The real estate market arguably is one of the most susceptible to the effects, variations and pull of economic interactions. With a rise in national economic fortune comes an almost directly proportional increase in real estate transactions from mortgage to listings etc. Thus when it has to do with mortgages, the story is almost a reflection of the national economic story or not? While the economy is taking the highway up, Mortgage applications are nevertheless facing the opposite direction as the data from the Mortgage Bankers Association (MBA) Weekly Application survey for the week ending June 14, 2019 shows applications dropping by 3.4 percent from the previous week.

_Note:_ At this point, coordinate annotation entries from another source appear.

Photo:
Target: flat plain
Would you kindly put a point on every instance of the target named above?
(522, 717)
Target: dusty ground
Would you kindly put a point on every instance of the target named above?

And the survey of the mortgage market is telling is consistent either way you look at it, both from the adjusted and unadjusted basis. The Market Composite Index which measures the quantum of mortgage loan applications showed a decrease of 3.4 percent on a seasonally adjusted basis from what it was the previous week. Without adjustments, the index showed a decrease of 4 percent compared to the previous week. The Refinance Index dropped by 4 percent from what it was a week earlier. By the seasonal adjustments the Purchase Index rallied at a point short by 4 percent from one week earlier while its unadjusted reading showed a decrease of 5 percent from what it was the week before even though 4 percent higher than what it read at this same week a year ago.
Joel Kan, MBA’s Associate Vice President of Economic and Industry Forecasting sought to put the drop in refinancing activity in perspective. According to him, the pullback in overall refinance activity is the outcome of a six-week consistent increase, even if slightly, of mortgage rates for 30-year loans. Kan further posits that; “Borrowers were sensitive to rising rates, but the refinance share of applications was still at its highest level since January 2018, and refinance activity was at its second highest level this year. Government refinances actually increased last week, led by a 17 percent jump in VA refinance applications, while conventional refinance applications decreased 7 percent.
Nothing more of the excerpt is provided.